Vittoria — Complete eBook

This eBook from the Gutenberg Project consists of approximately 730 pages of information about Vittoria — Complete.

Vittoria — Complete eBook

This eBook from the Gutenberg Project consists of approximately 730 pages of information about Vittoria — Complete.

“Dearest, and I say it when the thought of you sets me almost swooning.  I find my hands clasped, and I am muttering I know not what, and I am blushing.  The ground seems to rock; I can barely breathe; my heart is like a bird caught in the hands of a cruel boy:  it will not rest.  I fear everything.  I hear a whisper, ‘Delay not an instant!’ and it is like a furnace; ‘Hasten to him!  Speed!’ and I seem to totter forward and drop—­I think I have lost you—­I am like one dead.

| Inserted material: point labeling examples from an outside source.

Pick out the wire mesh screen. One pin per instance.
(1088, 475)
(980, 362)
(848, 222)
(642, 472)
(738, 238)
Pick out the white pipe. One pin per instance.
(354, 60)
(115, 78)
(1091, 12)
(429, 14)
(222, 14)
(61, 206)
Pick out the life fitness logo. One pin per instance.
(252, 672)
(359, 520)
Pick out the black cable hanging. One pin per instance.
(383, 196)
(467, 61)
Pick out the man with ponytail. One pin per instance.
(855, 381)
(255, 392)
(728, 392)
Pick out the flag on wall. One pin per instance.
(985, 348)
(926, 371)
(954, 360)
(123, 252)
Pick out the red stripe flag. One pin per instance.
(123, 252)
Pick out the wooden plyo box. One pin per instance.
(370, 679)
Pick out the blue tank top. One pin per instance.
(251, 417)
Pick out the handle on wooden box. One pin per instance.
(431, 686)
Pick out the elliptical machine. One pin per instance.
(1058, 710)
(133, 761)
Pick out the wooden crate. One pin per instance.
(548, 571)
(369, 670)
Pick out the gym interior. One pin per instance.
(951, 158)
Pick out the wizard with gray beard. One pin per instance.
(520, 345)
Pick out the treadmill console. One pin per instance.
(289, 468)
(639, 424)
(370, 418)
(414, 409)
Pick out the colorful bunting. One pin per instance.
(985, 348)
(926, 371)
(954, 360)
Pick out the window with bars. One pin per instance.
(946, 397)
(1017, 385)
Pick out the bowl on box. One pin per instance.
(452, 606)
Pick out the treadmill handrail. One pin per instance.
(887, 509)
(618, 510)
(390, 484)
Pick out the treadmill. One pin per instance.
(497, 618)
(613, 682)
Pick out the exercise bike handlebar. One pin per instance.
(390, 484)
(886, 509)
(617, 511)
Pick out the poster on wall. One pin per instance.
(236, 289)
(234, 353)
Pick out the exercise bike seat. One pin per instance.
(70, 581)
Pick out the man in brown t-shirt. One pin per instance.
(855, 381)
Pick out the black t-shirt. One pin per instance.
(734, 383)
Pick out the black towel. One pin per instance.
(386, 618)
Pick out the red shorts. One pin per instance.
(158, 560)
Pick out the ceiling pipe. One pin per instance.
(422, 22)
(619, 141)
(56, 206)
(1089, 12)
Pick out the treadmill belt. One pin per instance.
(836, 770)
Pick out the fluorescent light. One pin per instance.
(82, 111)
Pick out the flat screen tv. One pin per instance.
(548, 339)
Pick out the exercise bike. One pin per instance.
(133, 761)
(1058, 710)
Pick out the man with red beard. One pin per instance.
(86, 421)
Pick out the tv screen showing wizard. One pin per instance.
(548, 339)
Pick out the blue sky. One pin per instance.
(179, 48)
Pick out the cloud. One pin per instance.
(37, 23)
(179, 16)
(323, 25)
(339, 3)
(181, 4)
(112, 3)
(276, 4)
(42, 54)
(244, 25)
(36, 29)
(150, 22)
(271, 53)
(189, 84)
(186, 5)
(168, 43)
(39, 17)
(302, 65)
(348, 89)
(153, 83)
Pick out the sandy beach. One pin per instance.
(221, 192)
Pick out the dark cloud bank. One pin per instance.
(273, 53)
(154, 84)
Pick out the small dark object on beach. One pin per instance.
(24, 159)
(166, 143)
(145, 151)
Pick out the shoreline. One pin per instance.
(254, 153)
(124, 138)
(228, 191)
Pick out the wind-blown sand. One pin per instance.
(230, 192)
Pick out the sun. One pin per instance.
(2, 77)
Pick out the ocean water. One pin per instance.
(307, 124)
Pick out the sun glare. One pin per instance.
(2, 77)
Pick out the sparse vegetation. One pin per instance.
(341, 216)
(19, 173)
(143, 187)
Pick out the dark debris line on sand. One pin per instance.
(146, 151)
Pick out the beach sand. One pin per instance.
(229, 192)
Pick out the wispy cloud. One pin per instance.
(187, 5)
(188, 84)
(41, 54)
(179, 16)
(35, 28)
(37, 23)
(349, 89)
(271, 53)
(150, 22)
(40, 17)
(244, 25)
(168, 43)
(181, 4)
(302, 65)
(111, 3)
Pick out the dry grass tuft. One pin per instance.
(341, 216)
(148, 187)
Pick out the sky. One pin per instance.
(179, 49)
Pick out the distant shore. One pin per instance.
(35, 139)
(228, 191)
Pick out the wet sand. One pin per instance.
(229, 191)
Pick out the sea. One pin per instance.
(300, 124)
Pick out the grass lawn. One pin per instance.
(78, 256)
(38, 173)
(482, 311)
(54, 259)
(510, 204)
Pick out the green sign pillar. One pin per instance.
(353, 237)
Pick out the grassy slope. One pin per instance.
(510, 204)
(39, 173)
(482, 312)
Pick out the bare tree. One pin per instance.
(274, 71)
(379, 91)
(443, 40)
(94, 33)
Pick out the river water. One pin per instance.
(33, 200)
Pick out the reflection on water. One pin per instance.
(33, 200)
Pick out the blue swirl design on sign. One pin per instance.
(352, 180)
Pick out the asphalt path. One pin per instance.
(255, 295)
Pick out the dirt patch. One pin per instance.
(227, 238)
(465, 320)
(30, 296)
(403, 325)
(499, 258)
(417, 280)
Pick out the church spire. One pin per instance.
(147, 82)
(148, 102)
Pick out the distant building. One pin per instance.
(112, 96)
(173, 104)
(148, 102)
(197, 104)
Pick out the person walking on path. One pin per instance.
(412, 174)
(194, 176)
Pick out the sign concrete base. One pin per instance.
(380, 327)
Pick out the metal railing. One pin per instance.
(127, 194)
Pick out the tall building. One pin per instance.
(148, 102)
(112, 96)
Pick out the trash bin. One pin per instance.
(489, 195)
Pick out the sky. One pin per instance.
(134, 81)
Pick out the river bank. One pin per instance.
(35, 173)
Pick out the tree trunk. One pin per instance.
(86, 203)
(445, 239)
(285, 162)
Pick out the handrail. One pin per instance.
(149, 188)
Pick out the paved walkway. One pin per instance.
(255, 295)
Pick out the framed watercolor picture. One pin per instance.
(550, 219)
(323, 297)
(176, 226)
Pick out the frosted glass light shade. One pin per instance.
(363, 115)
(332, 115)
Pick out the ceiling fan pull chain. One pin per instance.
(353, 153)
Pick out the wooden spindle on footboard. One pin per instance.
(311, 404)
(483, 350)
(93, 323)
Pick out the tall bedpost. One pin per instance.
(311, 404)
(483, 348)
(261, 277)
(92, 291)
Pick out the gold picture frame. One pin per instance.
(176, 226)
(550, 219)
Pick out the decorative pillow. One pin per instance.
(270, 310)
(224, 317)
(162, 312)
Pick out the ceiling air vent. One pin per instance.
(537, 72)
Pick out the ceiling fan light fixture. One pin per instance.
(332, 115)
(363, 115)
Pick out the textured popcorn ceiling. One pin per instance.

“I remain here to nurse our dear friend Merthyr.  For that reason I am absent from your mother.  It is her desire that we should be married.

“Soon, soon, my own soul!

“I seem to be hanging on a tree for you, swayed by such a teazing wind.

“Oh, soon! or I feel that I shall hate any vestige of will that I have in this head of mine.  Not in the heart—­it is not there!

“And sometimes I am burning to sing.  The voice leaps to my lips; it is quite like a thing that lives apart—­my prisoner.

“It is true, Laura is here with Merthyr.

“Could you come at once?—­not here, but to Pallanza?  We shall both make our mother happy.  This she wishes, this she lives for, this consoles her—­and oh, this gives me peace!  Yes, Merthyr is recovering!  I can leave him without the dread I had; and Laura confesses to the feminine sentiment, if her funny jealousy of a rival nurse is really simply feminine.  She will be glad of our resolve, I am sure.  And then you will order all my actions; and I shall be certain that they are such as I would proudly call mine; and I shall be shut away from the world.  Yes; let it be so!  Addio.  I reserve all sweet names for you.  Addio.  In Pallanza:—­no not Pallanza—­Paradise!

“Hush! and do not smile at me:—­it was not my will, I discover, but my want of will, that distracted me.

“See my last signature of—­not Vittoria; for I may sign that again and still be Emilia Alessandra Ammiani.

SandraBelloni

The letter was sealed; Luigi bore it away, and a brief letter to Countess Ammiani, in Pallanza, as well.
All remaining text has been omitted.